Business | Economy
Chinese premier stresses focus on growth as economy slows
Maintaining strong and stable economic growth despite global turmoil is China's main priority, Premier Wen Jiabao has written, warning of growing domestic risks from a worldwide economic downturn.
Beijing: Maintaining strong and stable economic growth despite global turmoil is China's main priority, Premier Wen Jiabao has written, warning of growing domestic risks from a worldwide economic downturn.
Wen made the warning in an essay for the ruling Communist Party's ideological journal, Seeking Truth (Qiushi), the China News Service reported on Sunday.
The chief macro-economic task of his government is "successfully maintaining the balance between the stable and relatively fast economic development and containing inflation", Wen said.
"Unfavourable changes" in the international economy may make it more difficult to achieve that balance, Wen wrote in the latest issue of the magazine, saying the priority for now is shoring up economic growth.

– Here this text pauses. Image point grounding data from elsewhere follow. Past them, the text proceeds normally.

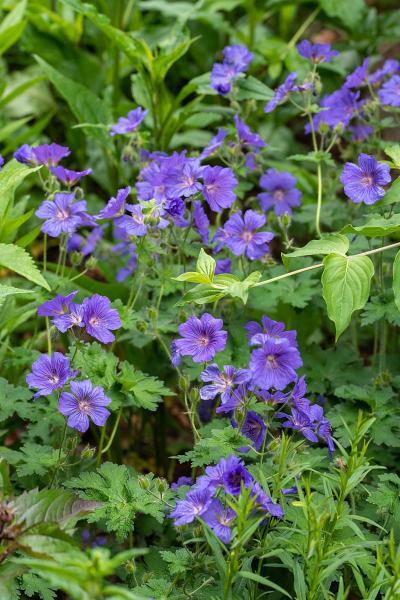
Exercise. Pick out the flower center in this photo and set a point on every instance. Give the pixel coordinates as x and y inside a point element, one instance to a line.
<point>62,215</point>
<point>204,341</point>
<point>247,235</point>
<point>279,195</point>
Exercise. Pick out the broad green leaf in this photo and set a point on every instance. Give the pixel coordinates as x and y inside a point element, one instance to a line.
<point>350,14</point>
<point>376,227</point>
<point>86,106</point>
<point>253,89</point>
<point>17,259</point>
<point>206,265</point>
<point>12,26</point>
<point>396,279</point>
<point>9,290</point>
<point>346,283</point>
<point>333,243</point>
<point>11,175</point>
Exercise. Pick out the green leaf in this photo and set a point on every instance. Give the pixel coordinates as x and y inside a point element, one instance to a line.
<point>253,89</point>
<point>206,265</point>
<point>376,227</point>
<point>17,259</point>
<point>12,26</point>
<point>145,391</point>
<point>396,279</point>
<point>11,175</point>
<point>332,243</point>
<point>350,14</point>
<point>85,105</point>
<point>346,283</point>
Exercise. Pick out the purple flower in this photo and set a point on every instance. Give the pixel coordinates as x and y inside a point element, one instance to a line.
<point>363,183</point>
<point>82,402</point>
<point>62,215</point>
<point>194,505</point>
<point>57,306</point>
<point>73,318</point>
<point>25,155</point>
<point>246,136</point>
<point>235,476</point>
<point>254,428</point>
<point>201,338</point>
<point>68,177</point>
<point>316,53</point>
<point>390,67</point>
<point>49,373</point>
<point>185,181</point>
<point>214,144</point>
<point>273,364</point>
<point>270,329</point>
<point>100,318</point>
<point>183,480</point>
<point>220,518</point>
<point>359,76</point>
<point>281,192</point>
<point>223,265</point>
<point>115,207</point>
<point>201,221</point>
<point>360,132</point>
<point>129,123</point>
<point>265,502</point>
<point>50,154</point>
<point>219,183</point>
<point>223,382</point>
<point>389,94</point>
<point>237,56</point>
<point>134,224</point>
<point>282,92</point>
<point>243,237</point>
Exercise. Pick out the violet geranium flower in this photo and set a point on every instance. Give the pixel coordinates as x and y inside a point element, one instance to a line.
<point>49,373</point>
<point>273,364</point>
<point>99,318</point>
<point>219,183</point>
<point>243,237</point>
<point>82,402</point>
<point>316,53</point>
<point>194,505</point>
<point>281,193</point>
<point>201,338</point>
<point>363,182</point>
<point>222,382</point>
<point>389,94</point>
<point>68,177</point>
<point>62,215</point>
<point>129,123</point>
<point>220,519</point>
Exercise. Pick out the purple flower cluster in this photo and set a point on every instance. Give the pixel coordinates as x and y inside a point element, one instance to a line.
<point>236,59</point>
<point>242,236</point>
<point>207,498</point>
<point>94,314</point>
<point>364,182</point>
<point>281,193</point>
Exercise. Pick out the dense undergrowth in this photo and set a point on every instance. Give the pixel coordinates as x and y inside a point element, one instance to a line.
<point>199,300</point>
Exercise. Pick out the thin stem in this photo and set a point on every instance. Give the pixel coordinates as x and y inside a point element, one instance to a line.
<point>114,431</point>
<point>319,200</point>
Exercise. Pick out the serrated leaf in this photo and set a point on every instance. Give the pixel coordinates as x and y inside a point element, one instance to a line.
<point>396,279</point>
<point>376,227</point>
<point>19,260</point>
<point>346,283</point>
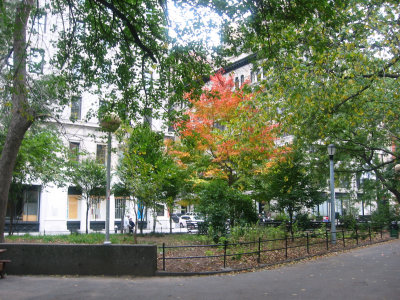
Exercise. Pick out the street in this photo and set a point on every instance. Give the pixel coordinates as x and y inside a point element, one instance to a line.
<point>363,273</point>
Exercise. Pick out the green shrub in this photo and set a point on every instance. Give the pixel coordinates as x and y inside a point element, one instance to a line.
<point>303,221</point>
<point>348,221</point>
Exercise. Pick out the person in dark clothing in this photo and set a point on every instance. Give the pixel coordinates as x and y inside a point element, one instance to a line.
<point>131,225</point>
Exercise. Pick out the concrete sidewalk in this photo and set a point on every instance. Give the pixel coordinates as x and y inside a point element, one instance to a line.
<point>365,273</point>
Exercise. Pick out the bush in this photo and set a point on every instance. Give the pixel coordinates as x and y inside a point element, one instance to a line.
<point>303,221</point>
<point>348,221</point>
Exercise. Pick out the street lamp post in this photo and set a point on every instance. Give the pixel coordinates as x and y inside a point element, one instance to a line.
<point>109,123</point>
<point>331,152</point>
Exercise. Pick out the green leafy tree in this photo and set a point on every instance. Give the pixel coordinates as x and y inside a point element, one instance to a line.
<point>289,182</point>
<point>332,68</point>
<point>221,203</point>
<point>90,177</point>
<point>110,48</point>
<point>141,167</point>
<point>41,159</point>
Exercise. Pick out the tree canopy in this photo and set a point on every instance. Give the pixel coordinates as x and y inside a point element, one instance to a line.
<point>224,134</point>
<point>331,72</point>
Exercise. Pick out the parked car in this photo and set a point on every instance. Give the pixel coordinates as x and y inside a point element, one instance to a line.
<point>183,219</point>
<point>189,221</point>
<point>175,218</point>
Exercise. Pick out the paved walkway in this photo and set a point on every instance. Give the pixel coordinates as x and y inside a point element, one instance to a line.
<point>365,273</point>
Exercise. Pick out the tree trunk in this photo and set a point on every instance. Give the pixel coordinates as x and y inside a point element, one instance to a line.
<point>21,117</point>
<point>87,215</point>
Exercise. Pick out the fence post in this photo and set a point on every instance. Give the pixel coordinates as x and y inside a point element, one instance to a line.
<point>327,239</point>
<point>344,243</point>
<point>163,256</point>
<point>356,235</point>
<point>369,231</point>
<point>225,246</point>
<point>285,246</point>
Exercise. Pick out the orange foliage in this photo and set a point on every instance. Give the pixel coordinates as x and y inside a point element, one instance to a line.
<point>225,123</point>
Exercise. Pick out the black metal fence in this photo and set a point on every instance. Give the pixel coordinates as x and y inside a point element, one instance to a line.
<point>261,252</point>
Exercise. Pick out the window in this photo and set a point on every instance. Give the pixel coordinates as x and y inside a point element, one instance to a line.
<point>76,105</point>
<point>74,151</point>
<point>96,208</point>
<point>74,195</point>
<point>148,112</point>
<point>101,154</point>
<point>24,203</point>
<point>259,75</point>
<point>36,61</point>
<point>160,210</point>
<point>31,203</point>
<point>40,22</point>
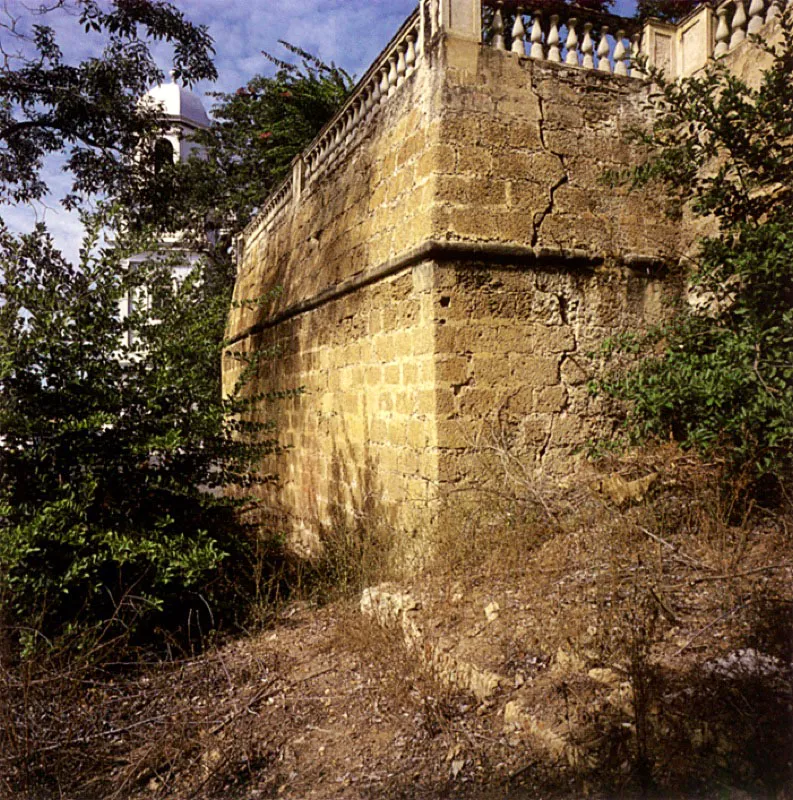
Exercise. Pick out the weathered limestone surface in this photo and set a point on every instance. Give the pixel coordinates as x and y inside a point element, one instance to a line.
<point>448,276</point>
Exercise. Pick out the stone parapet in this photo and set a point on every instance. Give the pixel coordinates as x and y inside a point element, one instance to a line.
<point>447,258</point>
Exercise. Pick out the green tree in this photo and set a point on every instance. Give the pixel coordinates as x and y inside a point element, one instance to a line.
<point>88,110</point>
<point>723,379</point>
<point>113,456</point>
<point>116,461</point>
<point>256,133</point>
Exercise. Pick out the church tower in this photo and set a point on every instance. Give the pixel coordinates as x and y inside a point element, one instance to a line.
<point>182,114</point>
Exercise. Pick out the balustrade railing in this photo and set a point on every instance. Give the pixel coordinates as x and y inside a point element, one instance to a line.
<point>394,66</point>
<point>560,33</point>
<point>388,73</point>
<point>564,34</point>
<point>737,19</point>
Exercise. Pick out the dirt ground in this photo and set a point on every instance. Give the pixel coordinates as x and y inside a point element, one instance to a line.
<point>636,653</point>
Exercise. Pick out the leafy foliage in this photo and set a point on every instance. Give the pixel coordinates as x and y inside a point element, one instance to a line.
<point>722,379</point>
<point>257,132</point>
<point>89,110</point>
<point>112,455</point>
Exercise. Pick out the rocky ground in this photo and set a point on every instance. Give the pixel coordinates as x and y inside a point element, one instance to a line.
<point>636,655</point>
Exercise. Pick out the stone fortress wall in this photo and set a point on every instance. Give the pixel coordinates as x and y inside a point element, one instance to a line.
<point>448,256</point>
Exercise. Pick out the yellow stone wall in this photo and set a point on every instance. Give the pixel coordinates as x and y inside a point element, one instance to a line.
<point>446,278</point>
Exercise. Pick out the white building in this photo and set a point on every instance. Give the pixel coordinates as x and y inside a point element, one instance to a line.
<point>182,114</point>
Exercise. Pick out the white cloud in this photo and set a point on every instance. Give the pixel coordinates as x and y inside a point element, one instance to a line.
<point>350,33</point>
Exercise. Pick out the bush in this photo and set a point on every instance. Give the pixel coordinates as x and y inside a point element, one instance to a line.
<point>113,458</point>
<point>719,375</point>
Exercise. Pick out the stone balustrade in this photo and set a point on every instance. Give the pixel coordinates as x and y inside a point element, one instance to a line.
<point>707,33</point>
<point>395,65</point>
<point>562,33</point>
<point>565,35</point>
<point>737,19</point>
<point>388,73</point>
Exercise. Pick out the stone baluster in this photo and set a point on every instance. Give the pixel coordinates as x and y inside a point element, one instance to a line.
<point>587,48</point>
<point>346,125</point>
<point>619,55</point>
<point>738,24</point>
<point>774,10</point>
<point>572,43</point>
<point>435,14</point>
<point>392,75</point>
<point>375,101</point>
<point>401,65</point>
<point>722,33</point>
<point>498,28</point>
<point>410,56</point>
<point>604,50</point>
<point>637,67</point>
<point>536,37</point>
<point>519,34</point>
<point>554,53</point>
<point>383,84</point>
<point>756,16</point>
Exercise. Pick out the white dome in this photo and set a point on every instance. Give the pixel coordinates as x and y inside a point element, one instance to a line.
<point>179,103</point>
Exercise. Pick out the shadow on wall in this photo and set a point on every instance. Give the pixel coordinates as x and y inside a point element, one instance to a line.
<point>352,542</point>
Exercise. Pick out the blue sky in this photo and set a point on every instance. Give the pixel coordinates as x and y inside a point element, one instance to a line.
<point>350,33</point>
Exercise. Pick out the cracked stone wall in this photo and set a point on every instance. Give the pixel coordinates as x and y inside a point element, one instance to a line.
<point>447,278</point>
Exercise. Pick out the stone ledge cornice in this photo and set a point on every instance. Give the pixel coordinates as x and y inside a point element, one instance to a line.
<point>439,250</point>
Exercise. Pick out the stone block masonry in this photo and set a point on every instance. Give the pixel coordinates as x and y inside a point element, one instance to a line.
<point>448,258</point>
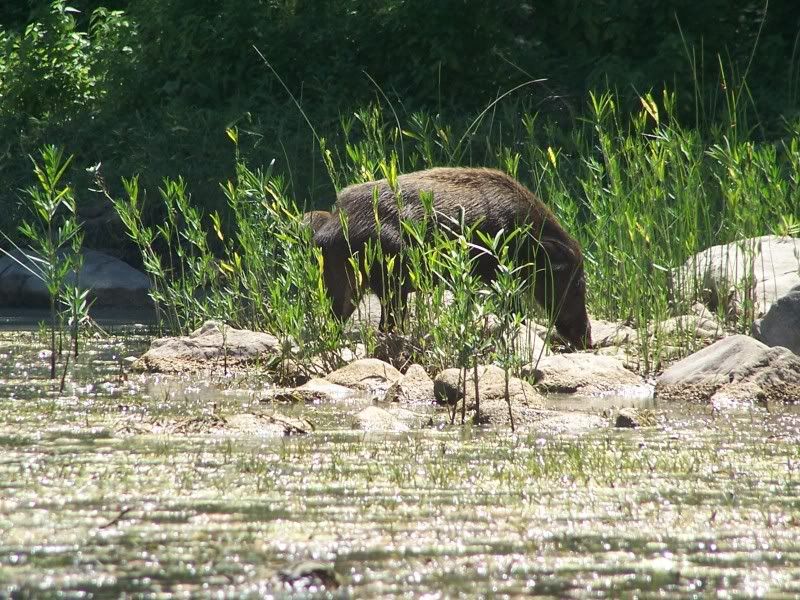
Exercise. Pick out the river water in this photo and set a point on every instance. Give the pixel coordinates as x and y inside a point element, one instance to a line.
<point>95,502</point>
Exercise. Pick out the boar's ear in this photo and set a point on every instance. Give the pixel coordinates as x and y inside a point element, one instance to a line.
<point>560,255</point>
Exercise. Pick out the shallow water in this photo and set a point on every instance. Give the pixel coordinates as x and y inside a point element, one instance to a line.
<point>704,503</point>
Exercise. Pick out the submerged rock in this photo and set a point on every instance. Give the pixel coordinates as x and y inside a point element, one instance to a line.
<point>736,368</point>
<point>211,348</point>
<point>781,325</point>
<point>309,576</point>
<point>390,419</point>
<point>583,373</point>
<point>369,374</point>
<point>248,424</point>
<point>111,282</point>
<point>414,387</point>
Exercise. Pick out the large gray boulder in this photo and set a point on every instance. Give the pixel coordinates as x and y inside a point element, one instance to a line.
<point>111,281</point>
<point>367,374</point>
<point>736,368</point>
<point>781,325</point>
<point>584,373</point>
<point>758,270</point>
<point>213,348</point>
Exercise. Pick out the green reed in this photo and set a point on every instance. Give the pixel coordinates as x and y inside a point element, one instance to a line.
<point>639,191</point>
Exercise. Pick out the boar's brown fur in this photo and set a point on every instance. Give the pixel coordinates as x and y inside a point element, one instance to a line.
<point>316,219</point>
<point>487,197</point>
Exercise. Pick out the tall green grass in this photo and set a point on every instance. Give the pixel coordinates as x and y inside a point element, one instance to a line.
<point>641,193</point>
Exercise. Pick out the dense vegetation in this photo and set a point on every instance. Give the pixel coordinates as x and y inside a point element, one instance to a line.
<point>145,86</point>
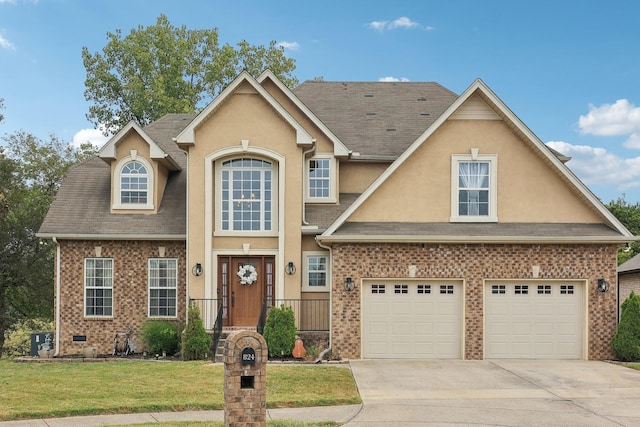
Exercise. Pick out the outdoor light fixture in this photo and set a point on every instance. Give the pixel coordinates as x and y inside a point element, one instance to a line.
<point>603,285</point>
<point>348,284</point>
<point>197,269</point>
<point>290,268</point>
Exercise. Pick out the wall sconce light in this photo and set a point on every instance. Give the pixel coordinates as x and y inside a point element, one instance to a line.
<point>603,285</point>
<point>290,268</point>
<point>197,269</point>
<point>348,284</point>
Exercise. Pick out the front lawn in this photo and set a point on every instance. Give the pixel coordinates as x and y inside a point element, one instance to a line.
<point>40,390</point>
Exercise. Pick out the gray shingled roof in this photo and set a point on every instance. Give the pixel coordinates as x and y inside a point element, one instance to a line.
<point>81,206</point>
<point>478,230</point>
<point>376,118</point>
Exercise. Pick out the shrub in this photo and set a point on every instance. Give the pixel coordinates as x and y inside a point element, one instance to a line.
<point>18,338</point>
<point>280,331</point>
<point>626,342</point>
<point>161,336</point>
<point>196,343</point>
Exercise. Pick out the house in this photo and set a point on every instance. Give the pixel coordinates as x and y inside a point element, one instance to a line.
<point>399,220</point>
<point>628,279</point>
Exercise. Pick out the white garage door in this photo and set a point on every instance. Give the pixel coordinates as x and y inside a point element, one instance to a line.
<point>411,320</point>
<point>534,320</point>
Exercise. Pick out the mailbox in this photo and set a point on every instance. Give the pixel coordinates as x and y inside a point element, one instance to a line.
<point>245,379</point>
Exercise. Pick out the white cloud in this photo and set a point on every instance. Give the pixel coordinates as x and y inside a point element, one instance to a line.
<point>393,79</point>
<point>402,22</point>
<point>621,118</point>
<point>597,166</point>
<point>93,136</point>
<point>6,44</point>
<point>289,45</point>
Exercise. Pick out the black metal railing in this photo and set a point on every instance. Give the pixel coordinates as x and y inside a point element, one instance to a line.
<point>312,315</point>
<point>217,330</point>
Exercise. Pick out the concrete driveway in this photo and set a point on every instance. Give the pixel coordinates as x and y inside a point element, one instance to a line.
<point>496,393</point>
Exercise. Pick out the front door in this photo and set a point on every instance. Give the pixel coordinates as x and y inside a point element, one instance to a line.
<point>244,282</point>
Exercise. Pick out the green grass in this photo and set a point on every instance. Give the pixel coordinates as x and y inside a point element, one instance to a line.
<point>40,390</point>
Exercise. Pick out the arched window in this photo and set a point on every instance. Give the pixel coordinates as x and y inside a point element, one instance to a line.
<point>134,184</point>
<point>247,196</point>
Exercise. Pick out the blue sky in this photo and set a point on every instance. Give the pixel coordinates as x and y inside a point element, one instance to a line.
<point>569,70</point>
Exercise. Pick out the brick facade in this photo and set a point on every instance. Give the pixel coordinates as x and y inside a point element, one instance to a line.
<point>130,291</point>
<point>473,263</point>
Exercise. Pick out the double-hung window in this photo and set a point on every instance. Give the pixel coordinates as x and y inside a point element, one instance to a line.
<point>474,197</point>
<point>321,179</point>
<point>98,287</point>
<point>247,195</point>
<point>316,272</point>
<point>163,287</point>
<point>134,184</point>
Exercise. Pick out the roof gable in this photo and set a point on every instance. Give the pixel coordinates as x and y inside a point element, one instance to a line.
<point>461,108</point>
<point>108,151</point>
<point>187,136</point>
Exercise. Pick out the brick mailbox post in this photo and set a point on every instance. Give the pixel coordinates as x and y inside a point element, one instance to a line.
<point>245,380</point>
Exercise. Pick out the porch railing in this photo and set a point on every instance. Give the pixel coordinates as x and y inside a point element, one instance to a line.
<point>312,315</point>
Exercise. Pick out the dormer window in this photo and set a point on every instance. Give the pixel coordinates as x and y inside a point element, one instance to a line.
<point>133,184</point>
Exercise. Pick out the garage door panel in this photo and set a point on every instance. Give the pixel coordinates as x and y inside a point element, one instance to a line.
<point>545,322</point>
<point>420,321</point>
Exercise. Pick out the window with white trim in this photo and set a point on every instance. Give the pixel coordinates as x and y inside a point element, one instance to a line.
<point>474,197</point>
<point>316,272</point>
<point>98,287</point>
<point>133,184</point>
<point>247,195</point>
<point>321,179</point>
<point>163,287</point>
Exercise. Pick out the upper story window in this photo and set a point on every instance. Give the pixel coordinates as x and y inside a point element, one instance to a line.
<point>134,184</point>
<point>321,179</point>
<point>316,272</point>
<point>98,287</point>
<point>474,197</point>
<point>247,196</point>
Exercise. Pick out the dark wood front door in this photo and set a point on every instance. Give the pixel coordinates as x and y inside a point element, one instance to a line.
<point>242,297</point>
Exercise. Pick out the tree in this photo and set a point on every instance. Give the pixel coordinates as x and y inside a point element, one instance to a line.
<point>629,215</point>
<point>164,69</point>
<point>626,342</point>
<point>31,172</point>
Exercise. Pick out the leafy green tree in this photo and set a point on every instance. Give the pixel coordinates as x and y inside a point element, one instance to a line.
<point>164,69</point>
<point>626,342</point>
<point>629,215</point>
<point>31,171</point>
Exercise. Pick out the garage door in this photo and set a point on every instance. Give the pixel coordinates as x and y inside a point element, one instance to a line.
<point>411,320</point>
<point>534,320</point>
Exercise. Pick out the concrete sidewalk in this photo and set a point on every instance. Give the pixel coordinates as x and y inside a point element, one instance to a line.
<point>340,414</point>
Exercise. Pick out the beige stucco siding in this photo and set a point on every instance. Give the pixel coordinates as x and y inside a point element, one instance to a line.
<point>245,115</point>
<point>355,177</point>
<point>528,188</point>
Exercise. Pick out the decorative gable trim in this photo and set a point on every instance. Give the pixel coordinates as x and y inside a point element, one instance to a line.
<point>339,149</point>
<point>187,136</point>
<point>108,151</point>
<point>479,88</point>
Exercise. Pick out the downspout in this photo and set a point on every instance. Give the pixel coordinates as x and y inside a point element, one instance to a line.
<point>57,339</point>
<point>304,181</point>
<point>330,291</point>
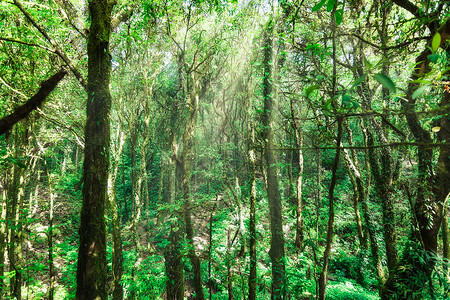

"Against the current international financial and economic turmoil, we must give even greater priority to maintaining our country's steady and relatively fast economic development," he wrote.
"We must be crystal-clear that without a certain pace of economic growth, there will be difficulties with employment, fiscal revenues and social development ... and factors damaging social stability will grow."
The article appears at a time of growing anxiety over the country's growth prospects. China's economy grew 11.9 per cent in 2007, but that rate slowed to 9.9 per cent in the first three-quarters of this year.
An official monthly survey showed China's manufacturing sector contracted sharply in October.
The purchasing managers' index (PMI) fell to 44.6 per cent, the lowest since the China Federation of Logistics and Purchasing began to compile it in January 2005, the CFLP said on Saturday.
A reading below 50 indicates contraction.
China cut interest rates on Wednesday for the third time in six weeks to help the world's fourth-largest economy ride out the reverberations of the global financial crisis.
A Chinese central bank spokesman said on Friday authorities were now no longer imposing strict limits on bank lending, as they seek to shore up growth.
The government will closely observe the effects of such policy moves in coming months, seeking to lay a firm foundation for growth next year, Wen said.